To develop her vision, Newman-Tarwater turned to Alamo and Ornelas, who helped her write and secure state and federal grants for regional training. Chaffey is the only community college in the nation to receive federal funding for this type of program. Newman-Tarwater credits Alamo, Ornelas and USC Social Work with enabling her to launch this new program at Chaffey College and across the region. Recently, she presented and trained a group of public safety officers from across Southern California on the HEAT methodology and other tools for deescalating and diverting potential threats on college campuses.

Newman-Tarwater emphasizes that the key to reducing violence and increasing public safety is interrupting the cycle early and diverting individuals to support services that address needs before they become crises.

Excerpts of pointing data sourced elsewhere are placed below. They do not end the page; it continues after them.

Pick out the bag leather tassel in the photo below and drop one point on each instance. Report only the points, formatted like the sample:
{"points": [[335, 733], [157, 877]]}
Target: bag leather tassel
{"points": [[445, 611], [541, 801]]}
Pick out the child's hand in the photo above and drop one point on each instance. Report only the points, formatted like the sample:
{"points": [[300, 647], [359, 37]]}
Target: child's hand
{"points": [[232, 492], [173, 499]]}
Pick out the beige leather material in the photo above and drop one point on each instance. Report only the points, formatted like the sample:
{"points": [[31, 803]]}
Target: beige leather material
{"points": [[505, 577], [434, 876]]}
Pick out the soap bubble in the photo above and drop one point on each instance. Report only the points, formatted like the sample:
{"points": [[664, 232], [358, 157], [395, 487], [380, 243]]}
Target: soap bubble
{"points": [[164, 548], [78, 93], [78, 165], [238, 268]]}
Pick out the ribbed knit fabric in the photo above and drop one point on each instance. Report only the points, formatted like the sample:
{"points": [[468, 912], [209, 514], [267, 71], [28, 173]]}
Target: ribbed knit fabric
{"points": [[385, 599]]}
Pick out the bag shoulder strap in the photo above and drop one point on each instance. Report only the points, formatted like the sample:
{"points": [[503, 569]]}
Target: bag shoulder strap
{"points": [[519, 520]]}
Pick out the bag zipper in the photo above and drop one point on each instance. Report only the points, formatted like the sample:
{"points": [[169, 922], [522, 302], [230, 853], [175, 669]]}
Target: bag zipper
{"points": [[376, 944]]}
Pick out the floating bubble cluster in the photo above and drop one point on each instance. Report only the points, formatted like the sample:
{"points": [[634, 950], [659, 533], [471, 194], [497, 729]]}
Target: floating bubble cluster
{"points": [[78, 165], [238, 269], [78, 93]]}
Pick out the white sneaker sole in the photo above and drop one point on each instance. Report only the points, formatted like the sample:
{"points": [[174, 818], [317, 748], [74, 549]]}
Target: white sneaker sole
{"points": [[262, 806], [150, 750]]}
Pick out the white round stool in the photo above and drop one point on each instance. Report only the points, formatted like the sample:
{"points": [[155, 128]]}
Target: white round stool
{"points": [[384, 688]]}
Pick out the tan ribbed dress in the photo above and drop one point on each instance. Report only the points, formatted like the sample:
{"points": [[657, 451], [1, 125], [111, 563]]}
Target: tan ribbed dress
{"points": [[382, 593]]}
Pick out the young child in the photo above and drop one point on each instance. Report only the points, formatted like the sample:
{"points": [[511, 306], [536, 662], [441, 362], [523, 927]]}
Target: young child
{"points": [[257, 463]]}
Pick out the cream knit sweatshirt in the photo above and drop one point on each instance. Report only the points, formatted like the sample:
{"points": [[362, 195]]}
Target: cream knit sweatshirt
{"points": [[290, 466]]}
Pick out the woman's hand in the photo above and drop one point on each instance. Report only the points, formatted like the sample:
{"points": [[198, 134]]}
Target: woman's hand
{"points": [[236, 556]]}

“The question is how we can best support those that are unhoused or suffering from mental health issues or students who may be on a pathway to violence and need to be redirected,” Newman-Tarwater said. “It’s really about meeting people where they’re at and then helping them to move forward so that grievance doesn’t continue to build and that pathway to violence isn’t an option for them.”

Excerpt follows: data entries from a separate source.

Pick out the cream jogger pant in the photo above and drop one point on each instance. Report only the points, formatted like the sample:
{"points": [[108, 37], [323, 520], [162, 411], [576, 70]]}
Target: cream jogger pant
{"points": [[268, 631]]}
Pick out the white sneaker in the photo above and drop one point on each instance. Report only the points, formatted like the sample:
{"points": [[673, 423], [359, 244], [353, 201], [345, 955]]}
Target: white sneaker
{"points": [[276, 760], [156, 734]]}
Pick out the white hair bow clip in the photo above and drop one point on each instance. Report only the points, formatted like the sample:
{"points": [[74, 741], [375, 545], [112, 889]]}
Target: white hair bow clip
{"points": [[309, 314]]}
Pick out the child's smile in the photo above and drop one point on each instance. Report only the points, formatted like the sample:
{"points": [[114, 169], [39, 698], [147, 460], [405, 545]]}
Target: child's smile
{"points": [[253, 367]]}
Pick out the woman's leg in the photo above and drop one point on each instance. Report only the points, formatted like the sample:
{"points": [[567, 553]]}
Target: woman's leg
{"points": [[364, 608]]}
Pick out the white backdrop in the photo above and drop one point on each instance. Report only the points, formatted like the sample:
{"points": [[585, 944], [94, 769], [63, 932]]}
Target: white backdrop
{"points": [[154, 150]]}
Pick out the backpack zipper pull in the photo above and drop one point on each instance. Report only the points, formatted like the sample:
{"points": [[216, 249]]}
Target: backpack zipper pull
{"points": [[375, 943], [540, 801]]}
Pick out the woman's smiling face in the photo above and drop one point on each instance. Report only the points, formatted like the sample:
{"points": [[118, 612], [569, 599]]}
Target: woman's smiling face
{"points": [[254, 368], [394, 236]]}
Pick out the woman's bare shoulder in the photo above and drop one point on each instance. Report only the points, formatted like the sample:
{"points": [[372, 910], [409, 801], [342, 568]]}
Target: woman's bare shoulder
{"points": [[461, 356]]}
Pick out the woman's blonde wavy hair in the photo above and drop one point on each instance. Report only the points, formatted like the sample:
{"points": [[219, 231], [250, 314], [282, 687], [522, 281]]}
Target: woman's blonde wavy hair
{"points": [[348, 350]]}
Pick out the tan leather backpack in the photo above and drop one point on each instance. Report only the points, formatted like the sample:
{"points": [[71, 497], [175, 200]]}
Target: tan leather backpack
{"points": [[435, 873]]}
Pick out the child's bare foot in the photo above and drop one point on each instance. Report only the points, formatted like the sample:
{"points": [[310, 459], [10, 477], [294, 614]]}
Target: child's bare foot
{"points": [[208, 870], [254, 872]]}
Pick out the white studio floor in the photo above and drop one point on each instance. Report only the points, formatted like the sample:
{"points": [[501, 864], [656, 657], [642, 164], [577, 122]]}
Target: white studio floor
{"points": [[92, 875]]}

She notes that since implementing this program at Chaffey College only one of the 55 incidents campus HEAT team members responded to has resulted in an arrest. Her officers focus on using the verbalization and deescalation skills they have learned in order to gain cooperation and reduce use of force.

From social worker to police officer
The collaborative attracts MSW students from diverse backgrounds, some with public safety experience and others who have never even heard of police social work. At least one alum of the collaborative was inspired to become a police officer after completing their MSW. Carlos Madrid, MSW/MPH ’15, had no prior military or law enforcement experience when he began his practicum placement with the Gardena Police Department. He had originally planned to specialize in policy or nonprofit services with his social work degree, but his internship in the juvenile diversion program convinced him that his path was to apply his social work training to making a difference in people’s lives through law enforcement. He enrolled in the police academy after receiving dual graduate degrees and is now an officer with the Santa Monica Police Department.

“I’m still a social worker first, I just happen to have a police uniform,” Madrid said. “When I’m looking at myself from the outside, I see a social worker with a master’s degree in the craft.”

Pablo Ayala, MSW ’19, took the opposite path. After 15 years as an officer with the USC Department of Public Safety (DPS), and military service prior to that, he pursued an MSW in order to deepen his skills in violence reduction and people-centered interventions to make a larger impact. Now a lieutenant with DPS, Ayala uses his social work skills every day and actively mentors the officers on his team to provide them with a full range of tools to deploy in a variety of public safety situations.

Alamo and Ornelas see tremendous potential to expand the collaborative, continue to positively influence law enforcement culture, and support other schools of social work across the country to develop similar initiatives in their communities. They are currently exploring offers to extend their consulting, training, practicum placements and workforce development into additional areas of the criminal justice and public safety sphere, including integration of social work training and competencies into police academy curriculum and city and state prosecutors’ offices.

“First and foremost, it starts with the leadership,” Ornelas said. “Helping law enforcement leaders to develop a culture of care, and take care of their people in a way that supports their mental-emotional needs so they are in a better place to support the community. When officers see leadership that really believes and respects this approach to policing and partnering with social work, it goes a long way.”